STOCKHOLM (Reuters) - With the Pyeongchang Olympics taking place during prime time for Asian TV, Japanese ski jumping brothers Junshiro and Ryoyu Kobayashi have the chance of a lifetime to showcase their skills to their home audience and share a spot on the podium.
Of the two, older brother Junshiro has the best chance, but as the Japanese showed when winning gold, silver and bronze in the normal hill competition at Sapporo in 1972, they are always capable of pulling off a surprise.
The Kobayashi brothers laid down a promising marker for the Olympic season to come back in August, with 26-year-old Junshiro finishing first and Ryoyu, who is five years younger, second at the FIS Grand Prix in Hakuba, Japan.
“It’s great that my brother is on the podium with me,” Junshiro said after his victory. “We are both very happy now. Our goal is to be on the Olympic team together and that’s what we are working for.”
Junshiro took a further leap into the public consciousness by notching his first World Cup win back in November, eclipsing double Olympic champion Kamil Stoch in Wisla, Poland for his first podium finish in six years.
“The Japanese are strong and getting better and better, they have some younger guys who are very good right now,” former Olympic champion and Eurosport ski jumping expert Martin Schmitt told Reuters.
“The Kobayashis are young, but they are not that young - in Japan the guys often come up at the age of 24, 25 but it isn’t that young. It’s a bit like that with the Kobayashis, especially Junshiro.”
The sibling rivalry aside, both brothers will face strong opposition from Germany, Austria, Poland and Norway in Pyeongchang.
“I think it’s going to be very exciting, a tough race for the medals between many jumpers for both the individual and the team events. It’s a close race,” Schmitt said.

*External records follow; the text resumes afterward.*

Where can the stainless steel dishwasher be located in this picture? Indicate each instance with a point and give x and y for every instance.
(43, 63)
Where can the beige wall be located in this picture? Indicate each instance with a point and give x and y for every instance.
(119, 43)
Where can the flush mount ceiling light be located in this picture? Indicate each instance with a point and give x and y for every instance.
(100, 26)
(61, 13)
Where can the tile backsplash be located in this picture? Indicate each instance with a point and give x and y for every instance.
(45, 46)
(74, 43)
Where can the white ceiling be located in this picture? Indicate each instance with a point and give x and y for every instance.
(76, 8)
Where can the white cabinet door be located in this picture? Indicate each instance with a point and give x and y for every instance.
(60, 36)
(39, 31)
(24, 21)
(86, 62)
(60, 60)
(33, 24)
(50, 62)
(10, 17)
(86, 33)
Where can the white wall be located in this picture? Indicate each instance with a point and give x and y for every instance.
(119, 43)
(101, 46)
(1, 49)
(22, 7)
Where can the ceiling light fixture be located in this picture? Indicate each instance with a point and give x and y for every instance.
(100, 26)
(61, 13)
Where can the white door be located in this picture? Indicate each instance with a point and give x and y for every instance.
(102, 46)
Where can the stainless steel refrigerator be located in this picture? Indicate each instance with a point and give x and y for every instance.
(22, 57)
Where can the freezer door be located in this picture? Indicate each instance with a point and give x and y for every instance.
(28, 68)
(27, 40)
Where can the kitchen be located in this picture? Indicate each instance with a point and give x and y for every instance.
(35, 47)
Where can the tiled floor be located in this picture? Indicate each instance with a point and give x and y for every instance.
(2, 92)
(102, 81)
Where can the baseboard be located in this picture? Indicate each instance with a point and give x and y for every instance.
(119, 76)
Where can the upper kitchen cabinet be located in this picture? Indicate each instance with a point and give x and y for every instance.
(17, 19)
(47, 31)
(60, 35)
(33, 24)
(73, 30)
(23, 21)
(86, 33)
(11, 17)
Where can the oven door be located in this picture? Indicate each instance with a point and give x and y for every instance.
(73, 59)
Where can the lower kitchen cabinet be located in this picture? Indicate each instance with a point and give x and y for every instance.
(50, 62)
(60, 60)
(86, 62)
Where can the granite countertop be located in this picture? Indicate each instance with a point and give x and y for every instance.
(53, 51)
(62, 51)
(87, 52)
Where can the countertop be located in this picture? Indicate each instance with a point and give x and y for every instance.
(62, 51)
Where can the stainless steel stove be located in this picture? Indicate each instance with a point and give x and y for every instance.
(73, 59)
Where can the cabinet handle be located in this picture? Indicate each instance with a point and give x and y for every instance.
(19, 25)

The 39-year-old German, who also won silver in the large hill team event at Nagano in 1998 and Vancouver in 2010, believes that Junshiro has what it takes to make it to the podium.

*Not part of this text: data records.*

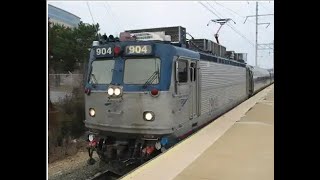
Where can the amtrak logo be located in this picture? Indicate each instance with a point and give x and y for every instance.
(183, 101)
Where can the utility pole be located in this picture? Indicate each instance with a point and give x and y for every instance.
(267, 46)
(257, 9)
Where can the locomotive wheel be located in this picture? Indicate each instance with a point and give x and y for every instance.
(91, 161)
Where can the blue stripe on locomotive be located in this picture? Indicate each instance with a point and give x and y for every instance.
(165, 52)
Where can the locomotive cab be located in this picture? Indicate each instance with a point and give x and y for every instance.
(127, 97)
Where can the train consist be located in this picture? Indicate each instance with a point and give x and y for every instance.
(152, 88)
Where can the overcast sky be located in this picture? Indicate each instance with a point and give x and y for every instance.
(117, 16)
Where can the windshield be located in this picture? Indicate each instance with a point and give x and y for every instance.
(101, 72)
(142, 71)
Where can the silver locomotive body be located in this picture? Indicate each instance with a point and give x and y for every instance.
(130, 123)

“He’s already won a World Cup (event) this season, he’s a good guy and might even be able to win a gold in Pyeongchang.”
For Ryoyu, who is well outside the top 10 in the world rankings, making the podium will be tougher.
“He is also capable, but it’s not easy if you have a brother that you are fighting against. There can be a lot of pressure to fight against the brother, if the brother in the same sport is more successful, it’s really tough,” Schmitt explained.